When I saw a news announcement about the Beatrix Potter: Drawn to Nature exhibit at the Morgan Library & Museum in Manhattan, I knew it would be worth the plane ticket to take my mother for her birthday on my last free weekend in May. My maternal grandmother--from whom I got my middle name--was a children's librarian, and my maternal grandfather was a Shakespeare scholar, so we all grew up with a lot of British literature, including Potter's delightfully illustrated little books about Tom Kitten, Mr. Jeremy Fisher (frog), and Mopsy, Flopsy, and Cottontail (bunnies).
My Awesome Parents (MAP) drove up with my aunt to their brother and his wife's house in northern New Jersey on Saturday morning. We lunched on their back deck, watched my cousin's son play a little baseball in a Memorial Weekend tournament, played Trekking the National Parks, and chowed down on ribs.

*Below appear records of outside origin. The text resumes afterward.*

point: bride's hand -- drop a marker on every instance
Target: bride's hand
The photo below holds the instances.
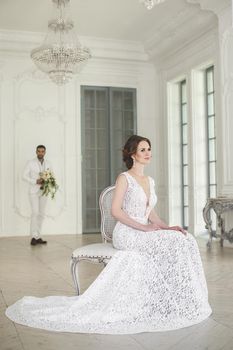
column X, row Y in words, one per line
column 151, row 227
column 178, row 228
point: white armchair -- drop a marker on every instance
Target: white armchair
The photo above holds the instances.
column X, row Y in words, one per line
column 97, row 252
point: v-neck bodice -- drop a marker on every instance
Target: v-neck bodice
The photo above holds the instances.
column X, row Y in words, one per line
column 136, row 203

Sunday morning MAP, Aunt B, and I took the NJ Transit train into Penn Station and then walked to the museum in time to join the queue at opening. We had wisely purchased tickets the day before and quickly got into the gallery. One room was dedicated to Potter's childhood in a wealthy London family who were also artistically inclined. She wasn't allowed to go to school like her younger brother, so she visited local museums with her governess, sketched in local parks, and practiced watercolors.
Potter developed into an extremely talented artist. She had a particular fascination with mushrooms and fungi, and she preferred the Lake District to London.
When she wrote letters, especially to children, she would add little drawings about the things she talked about, and sometimes she imagined little stories about her pets or wild animals.